Fourth, adopt utility performance incentive mechanisms (PIMs) that put demand side resources on a level playing field with supply side resources. PIMs can help shift the profit-motive by aligning profits with performance on certain metrics, like successful DR or energy efficiency programs. In the era of load growth and climate change, PIMs should target measures that provide reliability and affordability benefits for all customers.
And fifth, consider new approaches aimed at attracting more flexible and grid-supportive loads. This should apply across the electricity system from the wholesale bulk grid down to the distribution system. Rate design and tariffs that encourage or require new load sources to respond to and react to grid conditions, economic signals, and reliability needs could obviate the need for more expensive alternatives down the line. For example, the Electric Reliability Council of Texas (ERCOT) is proposing the establishment of a Demand Response Monitor to assist market participants and grid operators in making judgements of near-future capacity needs. The Monitor will detect a response by selected load responses attributable to locational marginal prices, coincident peak, conservation alerts, and other ERCOT actions. Over time, ERCOT could use empirical data from the Monitor to predict demand response for other reliability applications.
Rather than automatically approving load interconnection requests, utilities could evaluate their approach to cost allocation for grid upgrades or negotiate tariffs that require customer responsiveness under certain conditions. For example, to mitigate the cost of connecting large new loads like data centers, some utilities are requesting upfront payments to cover infrastructure costs and to mitigate the burden of investments on other customers. Google and NV Energy just announced a first-of-its kind clean transition tariff (pending regulatory approval) that enables Google and other energy users to meet growing power demand cleanly and reliably. Another Google pilot will reduce data center electricity consumption when there is high stress on the local power grid. Automakers and utilities are teaming up to expand managed EV charging programs to get ahead of load management before it becomes a problem at the local or system level.

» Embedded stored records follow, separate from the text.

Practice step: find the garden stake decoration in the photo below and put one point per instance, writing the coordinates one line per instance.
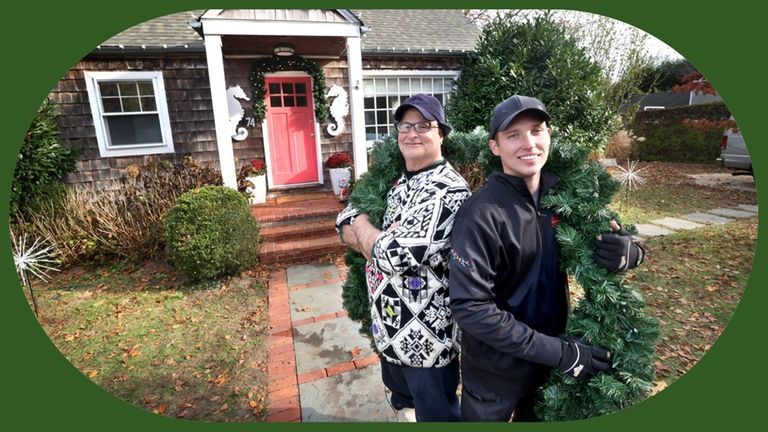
(629, 178)
(34, 259)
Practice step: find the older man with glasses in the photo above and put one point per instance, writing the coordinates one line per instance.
(407, 269)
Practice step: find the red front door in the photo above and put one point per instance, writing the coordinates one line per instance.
(291, 125)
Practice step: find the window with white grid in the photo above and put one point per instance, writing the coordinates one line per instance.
(130, 113)
(383, 94)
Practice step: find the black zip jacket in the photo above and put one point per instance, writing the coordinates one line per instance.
(507, 294)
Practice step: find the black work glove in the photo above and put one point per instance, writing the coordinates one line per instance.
(581, 360)
(617, 251)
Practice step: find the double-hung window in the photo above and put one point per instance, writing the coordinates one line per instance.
(130, 113)
(383, 91)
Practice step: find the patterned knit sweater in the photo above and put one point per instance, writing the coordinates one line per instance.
(407, 276)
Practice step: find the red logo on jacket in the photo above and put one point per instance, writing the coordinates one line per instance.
(555, 220)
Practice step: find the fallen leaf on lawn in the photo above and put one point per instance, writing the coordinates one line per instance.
(220, 410)
(120, 378)
(221, 379)
(160, 409)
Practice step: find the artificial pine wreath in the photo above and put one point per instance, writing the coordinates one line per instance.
(292, 63)
(610, 315)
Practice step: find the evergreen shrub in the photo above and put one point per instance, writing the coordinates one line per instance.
(210, 232)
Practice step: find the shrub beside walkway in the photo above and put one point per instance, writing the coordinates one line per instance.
(320, 367)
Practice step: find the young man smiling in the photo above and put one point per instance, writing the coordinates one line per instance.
(407, 269)
(508, 295)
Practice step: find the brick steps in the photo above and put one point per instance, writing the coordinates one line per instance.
(289, 230)
(299, 231)
(298, 251)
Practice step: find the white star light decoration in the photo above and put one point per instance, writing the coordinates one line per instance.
(630, 176)
(33, 259)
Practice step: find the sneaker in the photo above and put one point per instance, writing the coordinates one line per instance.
(406, 415)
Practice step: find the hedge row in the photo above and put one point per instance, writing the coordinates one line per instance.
(668, 139)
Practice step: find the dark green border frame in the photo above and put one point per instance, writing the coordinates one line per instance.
(41, 390)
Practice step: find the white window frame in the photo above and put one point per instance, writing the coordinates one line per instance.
(94, 96)
(400, 74)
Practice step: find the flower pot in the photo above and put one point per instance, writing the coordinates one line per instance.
(259, 192)
(338, 176)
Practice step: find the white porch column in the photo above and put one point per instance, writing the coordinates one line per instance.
(220, 111)
(357, 118)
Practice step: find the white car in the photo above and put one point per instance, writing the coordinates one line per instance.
(733, 152)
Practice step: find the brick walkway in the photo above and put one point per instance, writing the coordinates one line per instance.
(298, 310)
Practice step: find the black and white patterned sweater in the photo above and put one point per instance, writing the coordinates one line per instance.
(407, 276)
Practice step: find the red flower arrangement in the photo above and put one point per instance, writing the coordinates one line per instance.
(257, 167)
(339, 160)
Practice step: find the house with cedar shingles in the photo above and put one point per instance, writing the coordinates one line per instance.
(290, 87)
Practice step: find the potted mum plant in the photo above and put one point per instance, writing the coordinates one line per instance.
(253, 181)
(339, 165)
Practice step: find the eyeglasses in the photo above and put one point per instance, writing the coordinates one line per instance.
(421, 127)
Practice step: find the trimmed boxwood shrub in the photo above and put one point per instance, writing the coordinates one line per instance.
(210, 232)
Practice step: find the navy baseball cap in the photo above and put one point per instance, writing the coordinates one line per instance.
(428, 106)
(506, 111)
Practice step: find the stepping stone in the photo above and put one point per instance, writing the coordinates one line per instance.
(706, 218)
(328, 343)
(357, 395)
(748, 207)
(677, 224)
(312, 302)
(731, 213)
(648, 230)
(304, 274)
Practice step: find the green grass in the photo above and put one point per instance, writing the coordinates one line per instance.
(692, 282)
(148, 337)
(669, 192)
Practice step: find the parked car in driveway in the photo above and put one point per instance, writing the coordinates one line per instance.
(734, 154)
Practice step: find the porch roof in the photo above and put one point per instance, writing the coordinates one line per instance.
(417, 32)
(401, 32)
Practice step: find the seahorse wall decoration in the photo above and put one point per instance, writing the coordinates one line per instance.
(236, 112)
(339, 109)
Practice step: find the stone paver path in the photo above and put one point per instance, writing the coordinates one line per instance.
(320, 367)
(670, 225)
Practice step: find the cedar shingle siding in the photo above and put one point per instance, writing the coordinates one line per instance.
(169, 44)
(190, 111)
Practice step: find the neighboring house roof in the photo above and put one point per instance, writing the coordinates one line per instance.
(403, 31)
(390, 31)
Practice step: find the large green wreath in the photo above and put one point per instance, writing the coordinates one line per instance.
(293, 63)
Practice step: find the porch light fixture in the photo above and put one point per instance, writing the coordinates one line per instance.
(284, 50)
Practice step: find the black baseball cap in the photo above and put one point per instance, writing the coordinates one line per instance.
(506, 111)
(428, 106)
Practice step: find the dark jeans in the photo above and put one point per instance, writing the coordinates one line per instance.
(431, 391)
(482, 405)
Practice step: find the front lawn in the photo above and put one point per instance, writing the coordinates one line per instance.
(669, 191)
(692, 282)
(150, 338)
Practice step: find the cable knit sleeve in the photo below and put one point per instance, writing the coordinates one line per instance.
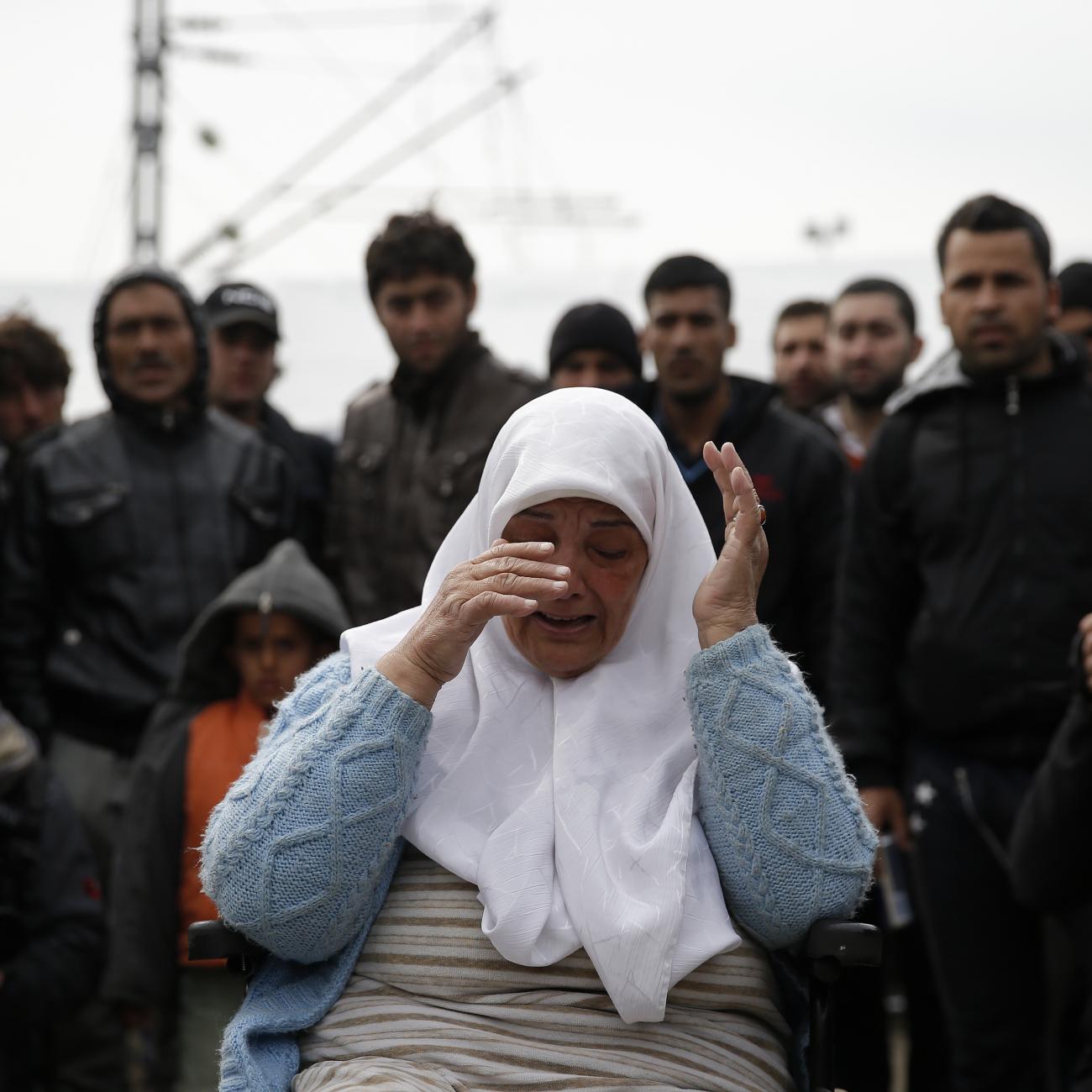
(295, 854)
(783, 820)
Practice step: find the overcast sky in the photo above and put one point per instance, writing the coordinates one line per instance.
(716, 127)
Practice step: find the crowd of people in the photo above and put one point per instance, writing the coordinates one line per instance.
(173, 564)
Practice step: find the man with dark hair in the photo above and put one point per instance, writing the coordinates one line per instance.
(801, 368)
(969, 564)
(415, 447)
(873, 341)
(1076, 318)
(53, 942)
(123, 528)
(244, 332)
(594, 345)
(796, 466)
(34, 375)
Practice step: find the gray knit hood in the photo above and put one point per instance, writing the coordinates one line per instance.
(286, 582)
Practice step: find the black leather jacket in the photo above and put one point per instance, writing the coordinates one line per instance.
(123, 528)
(410, 463)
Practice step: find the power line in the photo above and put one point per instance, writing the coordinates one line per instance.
(263, 21)
(503, 87)
(410, 77)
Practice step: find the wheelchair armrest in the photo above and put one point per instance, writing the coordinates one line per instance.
(218, 940)
(832, 946)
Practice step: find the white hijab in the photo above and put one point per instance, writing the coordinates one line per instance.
(570, 801)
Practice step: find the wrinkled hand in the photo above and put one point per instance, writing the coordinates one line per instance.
(1085, 630)
(508, 579)
(885, 811)
(725, 601)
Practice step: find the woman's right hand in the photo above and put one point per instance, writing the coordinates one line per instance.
(508, 579)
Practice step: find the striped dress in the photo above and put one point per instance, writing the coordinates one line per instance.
(433, 1007)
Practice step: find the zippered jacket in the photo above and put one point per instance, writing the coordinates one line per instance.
(410, 463)
(123, 528)
(968, 564)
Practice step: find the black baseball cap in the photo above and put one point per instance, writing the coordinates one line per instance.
(229, 305)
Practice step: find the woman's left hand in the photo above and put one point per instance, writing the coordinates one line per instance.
(725, 603)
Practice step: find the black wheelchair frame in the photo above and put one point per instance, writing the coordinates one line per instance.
(830, 948)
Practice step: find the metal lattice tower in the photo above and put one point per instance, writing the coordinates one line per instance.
(149, 36)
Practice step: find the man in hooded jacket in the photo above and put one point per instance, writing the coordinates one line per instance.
(968, 566)
(124, 528)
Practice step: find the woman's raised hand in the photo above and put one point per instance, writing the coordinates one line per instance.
(508, 579)
(725, 603)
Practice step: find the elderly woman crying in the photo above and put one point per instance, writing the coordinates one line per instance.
(543, 830)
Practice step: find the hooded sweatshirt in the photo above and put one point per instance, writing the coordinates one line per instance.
(53, 942)
(968, 566)
(185, 765)
(127, 525)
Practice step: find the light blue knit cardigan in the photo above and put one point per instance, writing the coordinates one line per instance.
(301, 852)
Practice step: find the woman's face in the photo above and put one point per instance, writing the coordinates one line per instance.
(606, 557)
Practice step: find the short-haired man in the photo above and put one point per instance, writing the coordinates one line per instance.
(34, 375)
(415, 446)
(594, 345)
(123, 527)
(244, 333)
(873, 342)
(796, 465)
(801, 368)
(1076, 286)
(969, 564)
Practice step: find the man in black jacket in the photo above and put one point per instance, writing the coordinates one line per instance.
(1052, 872)
(244, 332)
(796, 465)
(415, 447)
(123, 528)
(53, 942)
(34, 375)
(969, 561)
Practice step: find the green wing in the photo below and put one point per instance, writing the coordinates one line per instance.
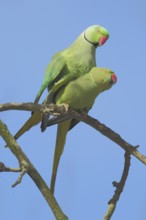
(53, 71)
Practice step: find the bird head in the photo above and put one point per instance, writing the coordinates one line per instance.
(96, 35)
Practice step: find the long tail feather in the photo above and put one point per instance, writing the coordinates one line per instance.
(60, 142)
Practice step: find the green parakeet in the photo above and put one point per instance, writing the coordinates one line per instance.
(80, 95)
(68, 65)
(75, 60)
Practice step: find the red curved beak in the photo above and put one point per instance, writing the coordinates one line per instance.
(114, 78)
(102, 40)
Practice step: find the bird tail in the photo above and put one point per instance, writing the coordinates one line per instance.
(60, 142)
(32, 121)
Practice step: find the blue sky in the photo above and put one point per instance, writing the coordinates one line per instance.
(31, 32)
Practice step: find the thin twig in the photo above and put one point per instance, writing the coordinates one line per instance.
(53, 109)
(119, 188)
(32, 172)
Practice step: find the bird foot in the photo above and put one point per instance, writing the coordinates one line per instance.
(64, 107)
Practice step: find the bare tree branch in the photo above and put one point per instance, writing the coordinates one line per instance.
(119, 188)
(56, 110)
(27, 166)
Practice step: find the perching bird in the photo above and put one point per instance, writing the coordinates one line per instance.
(67, 65)
(75, 60)
(80, 95)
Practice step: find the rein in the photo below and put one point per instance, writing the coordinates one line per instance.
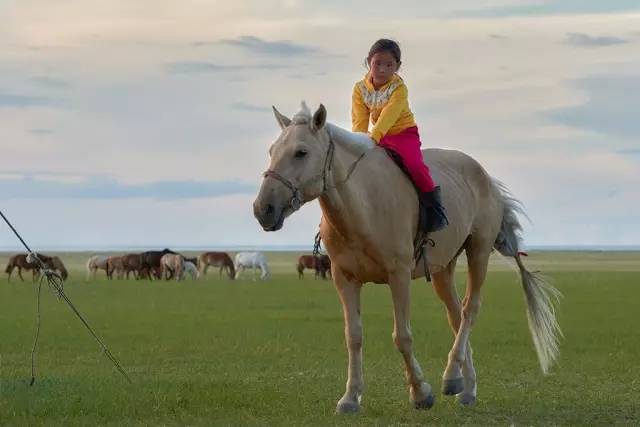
(297, 199)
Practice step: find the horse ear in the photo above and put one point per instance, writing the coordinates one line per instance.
(319, 118)
(282, 120)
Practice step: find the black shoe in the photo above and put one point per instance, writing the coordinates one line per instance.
(433, 216)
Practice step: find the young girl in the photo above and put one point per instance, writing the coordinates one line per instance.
(382, 98)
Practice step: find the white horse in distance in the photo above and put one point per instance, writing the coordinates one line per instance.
(252, 260)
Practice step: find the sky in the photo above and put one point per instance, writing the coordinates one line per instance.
(147, 123)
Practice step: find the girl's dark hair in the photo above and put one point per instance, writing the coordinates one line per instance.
(385, 45)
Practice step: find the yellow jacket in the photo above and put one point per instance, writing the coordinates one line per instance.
(387, 108)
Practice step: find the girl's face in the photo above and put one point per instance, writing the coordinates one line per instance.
(383, 65)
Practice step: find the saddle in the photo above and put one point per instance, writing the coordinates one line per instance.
(421, 238)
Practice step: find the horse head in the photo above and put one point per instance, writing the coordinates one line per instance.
(298, 167)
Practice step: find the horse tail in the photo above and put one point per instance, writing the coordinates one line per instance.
(540, 295)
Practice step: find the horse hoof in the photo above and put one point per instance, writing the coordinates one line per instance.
(452, 387)
(466, 399)
(347, 407)
(426, 403)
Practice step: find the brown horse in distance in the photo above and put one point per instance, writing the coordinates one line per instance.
(216, 259)
(56, 264)
(320, 263)
(114, 264)
(133, 263)
(20, 262)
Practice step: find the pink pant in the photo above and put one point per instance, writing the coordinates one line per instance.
(407, 145)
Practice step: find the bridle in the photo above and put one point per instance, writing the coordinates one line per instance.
(297, 199)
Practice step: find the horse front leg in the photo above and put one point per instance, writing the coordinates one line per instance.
(349, 292)
(420, 391)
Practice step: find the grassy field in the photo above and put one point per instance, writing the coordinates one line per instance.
(216, 352)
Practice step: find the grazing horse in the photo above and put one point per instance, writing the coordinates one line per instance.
(56, 264)
(191, 269)
(369, 221)
(172, 265)
(216, 259)
(252, 260)
(21, 262)
(95, 263)
(114, 265)
(132, 263)
(151, 262)
(308, 261)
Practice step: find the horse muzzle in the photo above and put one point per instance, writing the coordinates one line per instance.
(270, 217)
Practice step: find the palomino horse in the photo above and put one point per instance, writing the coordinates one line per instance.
(370, 216)
(172, 265)
(21, 262)
(216, 259)
(54, 263)
(319, 263)
(252, 260)
(95, 263)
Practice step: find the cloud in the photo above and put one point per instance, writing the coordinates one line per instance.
(41, 131)
(50, 82)
(550, 7)
(611, 108)
(630, 152)
(184, 67)
(101, 187)
(242, 106)
(585, 40)
(276, 48)
(27, 101)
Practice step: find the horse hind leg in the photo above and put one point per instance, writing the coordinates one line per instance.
(420, 391)
(460, 356)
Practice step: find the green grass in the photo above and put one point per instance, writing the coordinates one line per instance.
(217, 352)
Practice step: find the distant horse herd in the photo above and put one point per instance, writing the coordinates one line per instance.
(167, 264)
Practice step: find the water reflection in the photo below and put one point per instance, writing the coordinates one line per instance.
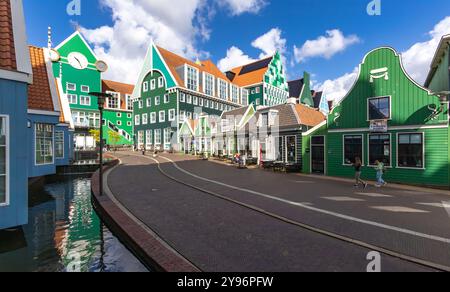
(64, 234)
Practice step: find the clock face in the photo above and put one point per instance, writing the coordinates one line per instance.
(78, 61)
(101, 66)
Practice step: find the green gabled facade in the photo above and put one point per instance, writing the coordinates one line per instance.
(75, 66)
(171, 89)
(387, 116)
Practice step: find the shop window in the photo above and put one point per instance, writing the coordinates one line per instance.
(379, 108)
(380, 149)
(410, 150)
(353, 147)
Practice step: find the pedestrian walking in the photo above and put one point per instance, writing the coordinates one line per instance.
(358, 171)
(380, 169)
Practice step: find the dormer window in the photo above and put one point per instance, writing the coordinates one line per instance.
(192, 78)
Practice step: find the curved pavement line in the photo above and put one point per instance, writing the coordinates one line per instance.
(302, 225)
(140, 223)
(334, 214)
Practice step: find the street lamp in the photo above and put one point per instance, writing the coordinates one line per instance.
(101, 98)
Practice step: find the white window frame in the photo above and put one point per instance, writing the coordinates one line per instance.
(162, 114)
(70, 98)
(145, 86)
(171, 115)
(69, 84)
(7, 161)
(153, 118)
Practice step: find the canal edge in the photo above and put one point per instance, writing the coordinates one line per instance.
(152, 250)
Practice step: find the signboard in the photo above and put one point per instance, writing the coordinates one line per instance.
(378, 126)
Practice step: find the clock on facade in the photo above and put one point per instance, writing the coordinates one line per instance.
(101, 66)
(77, 60)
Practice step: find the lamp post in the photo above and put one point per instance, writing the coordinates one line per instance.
(101, 98)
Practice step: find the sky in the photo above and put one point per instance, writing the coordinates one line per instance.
(326, 38)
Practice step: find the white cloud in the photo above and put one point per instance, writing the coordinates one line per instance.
(270, 42)
(174, 25)
(325, 46)
(417, 59)
(238, 7)
(235, 57)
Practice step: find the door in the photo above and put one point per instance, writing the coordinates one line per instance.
(318, 154)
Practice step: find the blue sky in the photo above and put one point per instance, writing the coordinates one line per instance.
(209, 28)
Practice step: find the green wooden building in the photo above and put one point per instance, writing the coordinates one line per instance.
(78, 72)
(389, 117)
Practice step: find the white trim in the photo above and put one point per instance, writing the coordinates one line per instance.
(315, 128)
(423, 151)
(44, 113)
(23, 60)
(396, 128)
(379, 97)
(82, 38)
(390, 148)
(7, 165)
(362, 149)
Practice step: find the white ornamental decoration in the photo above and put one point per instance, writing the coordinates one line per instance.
(379, 73)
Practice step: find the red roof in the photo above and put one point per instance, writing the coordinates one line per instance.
(7, 48)
(39, 93)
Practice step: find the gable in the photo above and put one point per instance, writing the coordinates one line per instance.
(381, 74)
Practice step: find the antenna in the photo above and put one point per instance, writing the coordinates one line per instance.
(49, 37)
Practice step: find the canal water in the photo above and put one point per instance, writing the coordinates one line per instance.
(64, 234)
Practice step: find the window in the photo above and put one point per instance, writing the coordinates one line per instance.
(192, 78)
(234, 93)
(94, 120)
(410, 150)
(380, 149)
(137, 120)
(160, 82)
(209, 84)
(148, 138)
(144, 119)
(167, 136)
(129, 101)
(172, 115)
(71, 86)
(223, 88)
(114, 100)
(352, 148)
(85, 100)
(145, 86)
(4, 159)
(59, 144)
(162, 116)
(44, 144)
(152, 118)
(379, 108)
(73, 99)
(158, 137)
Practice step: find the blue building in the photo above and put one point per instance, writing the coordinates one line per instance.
(15, 76)
(49, 134)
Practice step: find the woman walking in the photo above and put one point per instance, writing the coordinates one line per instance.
(358, 171)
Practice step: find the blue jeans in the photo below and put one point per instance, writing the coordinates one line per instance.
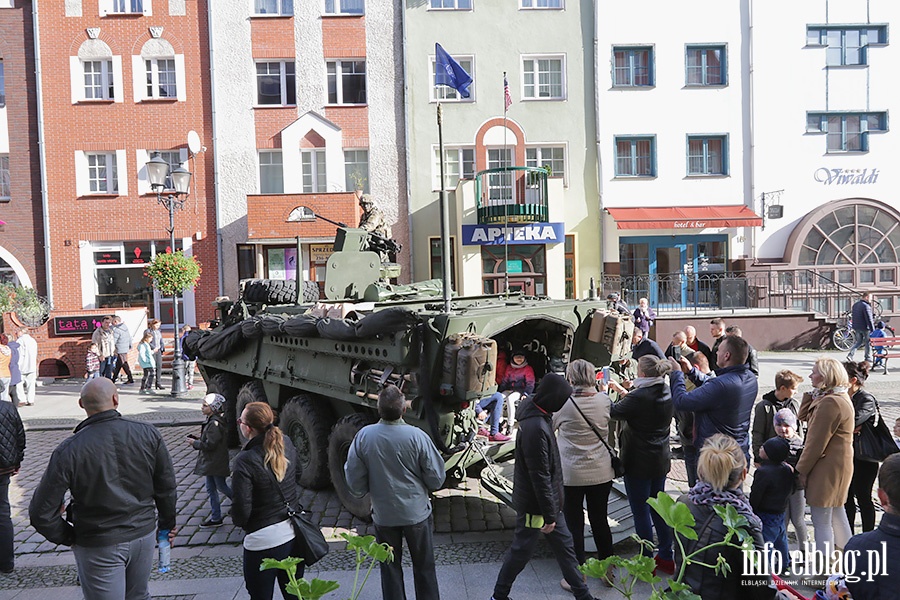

In an era in which multiple new loads are competing for the same space on the grid, utilities should consider rewarding those willing to go the extra mile in being a good grid citizen.
As electricity demand grows, so too should the role of demand side solutions. A renewed focus on the load side of the equation will ensure a more cost-effective and efficient grid built to respond to rapidly changing conditions, while also benefiting and protecting customers and mitigating carbon emissions.